Construction workers suffer the highest rate of job-related injury and illness compared with all other occupations, and opioids make up 20 percent of total spending on prescription drugs in the industry.

May 8, 2018
A pile of pills
Photo: Unsplash/Joshua Coleman

The opioid epidemic has taken a grim toll on the construction industry, including lost lives, lost revenue, excess expense, and high turnover. Construction workers suffer the highest rate of job-related injury and illness compared with all other occupations, and opioids make up 20 percent of total spending on prescription drugs in the industry. The pressure to quickly get back to work after injury may also lead to increased opioid use.

A new report by the Midwest Economic Policy Institute confirms that Midwestern states have been hit hard. Ohio had the highest estimated rate of opioid overdoses in construction, the highest rate of fatal opioid overdoses for the total population, and the highest estimated number of construction worker deaths from opioid overdoses.

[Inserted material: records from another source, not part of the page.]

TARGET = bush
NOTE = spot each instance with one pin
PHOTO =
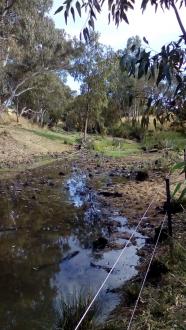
(128, 131)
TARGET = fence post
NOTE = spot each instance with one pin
(168, 208)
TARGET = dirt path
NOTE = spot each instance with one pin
(19, 144)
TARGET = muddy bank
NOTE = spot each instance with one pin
(56, 236)
(66, 223)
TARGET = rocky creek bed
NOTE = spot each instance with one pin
(62, 227)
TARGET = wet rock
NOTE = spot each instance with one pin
(163, 236)
(70, 256)
(117, 246)
(106, 268)
(157, 269)
(175, 207)
(141, 175)
(99, 243)
(61, 173)
(110, 194)
(50, 183)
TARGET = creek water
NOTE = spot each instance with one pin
(48, 224)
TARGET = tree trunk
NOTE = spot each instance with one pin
(86, 126)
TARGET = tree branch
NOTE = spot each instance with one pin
(179, 20)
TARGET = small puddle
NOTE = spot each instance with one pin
(47, 228)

Wisconsin is estimated to have the highest long-term cost per construction fatality, which includes lost production, lost income, and pain and suffering. The lowest estimated cost is in Iowa. The total estimated cost of fatal opioid overdoses for construction workers per year in the seven Midwestern states studied is nearly $5.2 billion.

The report offers seven recommendations for contractors, labor unions, and elected officials, including changes to health care policies, expanded education, changes to a worker’s duties while taking prescription drugs post-injury, substance abuse treatment funding, and expanded offerings for the amount of paid sick leave.

The report concludes that construction firms must take a more preventative approach. The current method of handling the opioid crisis is expensive and unsustainable, given rising costs and the continuing labor shortage.

“Taking tangible steps to combat this crisis is a moral and economic imperative for both industry leaders and elected officials,” says report author Jill Manzo.